В войну здесь был госпиталь, а когда фашисты оккупировали город, они расселили в этом доме своих офицеров. Во время освобождения города усадьба серьезно пострадала, а после войны никак не находились деньги в городском бюджете на восстановление огромного, но отдаленного от центра здания. В период застоя из-за соседства со старым кладбищем дом снискал недобрую славу, хотя все вокруг уже было застроено частными домами. И только в перестроенные времена, когда первые кооператоры и бизнесмены решили увековечить свои финансовые достижения в построении уродливых имений, о доме вдруг снова вспомнили. Его попытался восстановить известный в городе «кожаный король», сколотивший свое состояние на пошиве курток и прочей галантереи, и чьи мастерские были разбросаны по всему городу. Он угробил уйму денег на реконструкцию некогда красивого здания, но довести начатое до конца не успел: на самом взлете его сразила пуля конкурента. Дом стоял незаконченным еще несколько лет, пока родственники убитого не решили продать этот «долгострой».
Новый хозяин появился три года назад. Одним махом он снес старое здание, оставив только фундамент; который готов был простоять еще несколько сотен лет. В считанные дни на участок были завезены горы кирпича, и началось строительство. Посмотреть на растущий «замок» приходили жители всех окрестных улиц. Пожилые люди устраивали ежевечерние моционы до «замка» и обратно. Кто-то даже поставил лавочки напротив для удобства наблюдения, но их быстро убрал" строители.
Владелец дома на участке практически не появлялся либо приезжал тогда, когда никто из соседей не смог бы его увидеть, поэтому постепенно обрастал чертами какого-то мифического существа. Одни говорили, что хозяин — известный в городе солидный пожилой человек с большим весом в обществе. Другие, с невесть откуда взявшейся уверенностью утверждали, что это одним из «братков» — молодой, дерзкий, красивый. Третьи уверяли, что это вообще бывшая жена одного из столичных олигархов, получившая дом в качестве откупных и высланная с глаз долой на юг страны. Жизнь некоторых соседей приобрела новый смысла особенно повезло тем, кто жил поближе к «замку» — они пользовались явными преимуществами в наблюдениях. Ближе всех жил тихий алкоголик Михась, но он настолько редко бывал в состоянии ремиссии, что его рассказы о том, кто владелец дома, нужно было воспринимать с учетом галлюцинаций белой горячки.
На самом деле хозяином нового дома был невысокий пожилой мужчина в строительном комбинезоне, которого все соседи принимали за прораба. Едва общественность начала привыкать к обнаруженному владельцу особняка, как он вновь сумел всех удивить и заинтриговать — взял, да и, пропал! Милиция опрашивала соседей на предмет чего-либо подозрительного, замеченного в районе «замка». Свидетели затруднялись с ответами, так как подозрительным им казалось все, что было связано с этим домом и его хозяином. Но каждый искренне старался помочь, что еще больше запутывало следствие.

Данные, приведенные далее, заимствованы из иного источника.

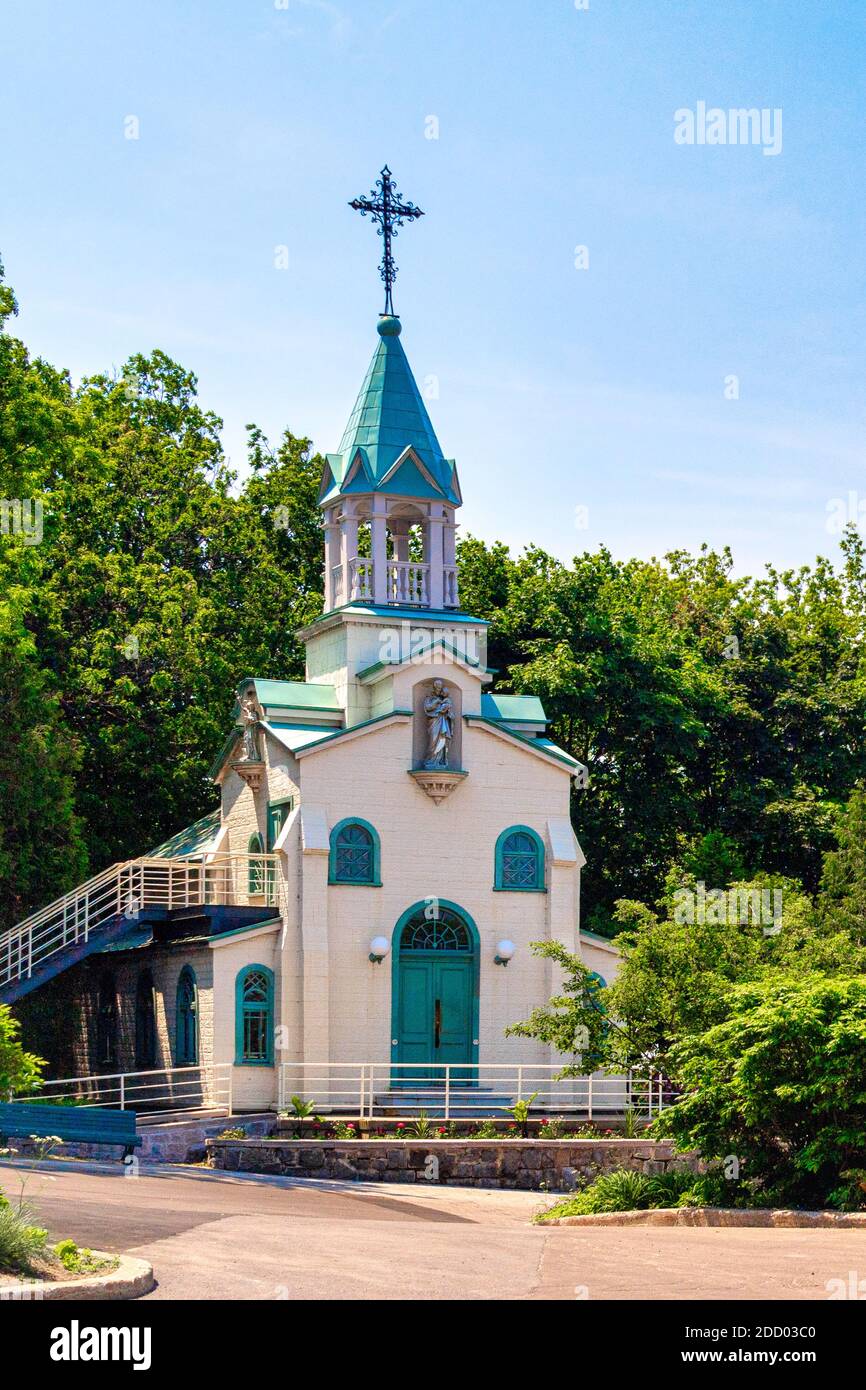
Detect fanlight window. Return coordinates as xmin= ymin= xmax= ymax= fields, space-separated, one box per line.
xmin=334 ymin=823 xmax=375 ymax=883
xmin=400 ymin=908 xmax=473 ymax=951
xmin=496 ymin=828 xmax=545 ymax=888
xmin=238 ymin=966 xmax=274 ymax=1066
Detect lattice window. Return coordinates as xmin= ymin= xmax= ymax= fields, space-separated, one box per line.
xmin=240 ymin=969 xmax=274 ymax=1065
xmin=500 ymin=830 xmax=544 ymax=888
xmin=400 ymin=908 xmax=473 ymax=951
xmin=334 ymin=824 xmax=375 ymax=883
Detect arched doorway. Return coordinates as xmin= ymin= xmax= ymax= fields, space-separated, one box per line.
xmin=391 ymin=898 xmax=478 ymax=1086
xmin=175 ymin=965 xmax=199 ymax=1066
xmin=135 ymin=970 xmax=156 ymax=1072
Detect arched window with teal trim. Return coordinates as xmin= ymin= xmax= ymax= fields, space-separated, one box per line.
xmin=246 ymin=834 xmax=264 ymax=898
xmin=328 ymin=816 xmax=381 ymax=888
xmin=235 ymin=965 xmax=274 ymax=1066
xmin=174 ymin=965 xmax=199 ymax=1066
xmin=493 ymin=826 xmax=545 ymax=892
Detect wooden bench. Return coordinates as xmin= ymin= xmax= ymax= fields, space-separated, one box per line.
xmin=0 ymin=1101 xmax=142 ymax=1158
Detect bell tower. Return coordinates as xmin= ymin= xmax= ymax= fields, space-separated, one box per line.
xmin=320 ymin=314 xmax=461 ymax=613
xmin=299 ymin=167 xmax=491 ymax=727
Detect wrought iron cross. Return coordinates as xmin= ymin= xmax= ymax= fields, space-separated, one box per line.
xmin=349 ymin=165 xmax=424 ymax=314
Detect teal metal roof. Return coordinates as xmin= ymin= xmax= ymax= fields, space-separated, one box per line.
xmin=481 ymin=692 xmax=548 ymax=726
xmin=96 ymin=927 xmax=153 ymax=955
xmin=147 ymin=810 xmax=220 ymax=859
xmin=238 ymin=676 xmax=342 ymax=714
xmin=320 ymin=316 xmax=460 ymax=505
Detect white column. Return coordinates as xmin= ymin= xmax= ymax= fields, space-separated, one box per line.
xmin=391 ymin=517 xmax=409 ymax=563
xmin=341 ymin=510 xmax=357 ymax=603
xmin=370 ymin=496 xmax=388 ymax=603
xmin=442 ymin=512 xmax=459 ymax=603
xmin=424 ymin=505 xmax=445 ymax=607
xmin=325 ymin=512 xmax=341 ymax=613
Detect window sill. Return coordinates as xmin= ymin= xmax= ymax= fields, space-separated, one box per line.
xmin=328 ymin=878 xmax=382 ymax=888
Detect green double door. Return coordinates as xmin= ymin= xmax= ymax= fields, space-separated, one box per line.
xmin=393 ymin=951 xmax=474 ymax=1084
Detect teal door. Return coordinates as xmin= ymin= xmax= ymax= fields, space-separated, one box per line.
xmin=393 ymin=952 xmax=474 ymax=1084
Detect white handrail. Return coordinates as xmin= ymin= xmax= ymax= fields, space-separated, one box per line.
xmin=0 ymin=853 xmax=279 ymax=988
xmin=277 ymin=1062 xmax=674 ymax=1125
xmin=13 ymin=1062 xmax=234 ymax=1115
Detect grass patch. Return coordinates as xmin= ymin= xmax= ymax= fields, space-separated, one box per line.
xmin=0 ymin=1194 xmax=49 ymax=1275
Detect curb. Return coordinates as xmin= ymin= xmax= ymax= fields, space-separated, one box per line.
xmin=0 ymin=1250 xmax=156 ymax=1302
xmin=538 ymin=1207 xmax=866 ymax=1230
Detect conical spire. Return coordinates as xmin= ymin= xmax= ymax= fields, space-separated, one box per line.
xmin=320 ymin=314 xmax=460 ymax=505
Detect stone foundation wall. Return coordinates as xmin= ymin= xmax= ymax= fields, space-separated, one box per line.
xmin=207 ymin=1138 xmax=698 ymax=1191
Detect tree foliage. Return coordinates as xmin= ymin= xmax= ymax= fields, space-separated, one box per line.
xmin=0 ymin=1004 xmax=46 ymax=1099
xmin=656 ymin=974 xmax=866 ymax=1208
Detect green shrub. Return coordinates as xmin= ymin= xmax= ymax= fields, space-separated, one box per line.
xmin=574 ymin=1168 xmax=652 ymax=1216
xmin=645 ymin=1168 xmax=714 ymax=1207
xmin=51 ymin=1240 xmax=117 ymax=1275
xmin=0 ymin=1202 xmax=49 ymax=1275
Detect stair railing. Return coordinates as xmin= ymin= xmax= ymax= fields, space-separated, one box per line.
xmin=0 ymin=853 xmax=279 ymax=990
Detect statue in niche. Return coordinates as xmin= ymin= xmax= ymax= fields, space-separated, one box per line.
xmin=239 ymin=689 xmax=264 ymax=763
xmin=424 ymin=678 xmax=455 ymax=767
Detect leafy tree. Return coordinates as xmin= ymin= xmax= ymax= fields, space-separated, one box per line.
xmin=0 ymin=1004 xmax=46 ymax=1098
xmin=0 ymin=603 xmax=86 ymax=930
xmin=506 ymin=941 xmax=609 ymax=1077
xmin=656 ymin=974 xmax=866 ymax=1208
xmin=819 ymin=791 xmax=866 ymax=947
xmin=606 ymin=876 xmax=817 ymax=1080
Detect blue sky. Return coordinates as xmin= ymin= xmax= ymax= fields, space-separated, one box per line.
xmin=0 ymin=0 xmax=866 ymax=573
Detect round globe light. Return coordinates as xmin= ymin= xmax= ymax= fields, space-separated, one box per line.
xmin=370 ymin=937 xmax=391 ymax=965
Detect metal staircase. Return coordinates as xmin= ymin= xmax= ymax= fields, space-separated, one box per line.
xmin=0 ymin=853 xmax=279 ymax=1004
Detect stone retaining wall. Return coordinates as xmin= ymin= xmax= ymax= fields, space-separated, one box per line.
xmin=207 ymin=1138 xmax=696 ymax=1191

Поиски ни к чему не привели, дело закрыли, и, спустя год, единственная наследница пропавшего — внучатая племянница из Прибалтики, через доверительного управляющего решила продать дом.
* * *
Я припарковалась возле высокого забора и вышла из машины. «Мерседес» Приваловой остановился чуть поодаль. Осмотр дома и участка не занял у нас много времени. Клиентка не обращала внимания на архитектурные особенности и планировку особняка. Лично я, будь у меня столько денег, не испытывала бы ни малейшего желания жить здесь. Привалова велела подготовить документы, необходимые для оформления сделки, и умчалась, заявив, что время — деньги, а у нее еще масса дел. Я решила зайти к подруге, которая по совпадению жила тут же, напротив.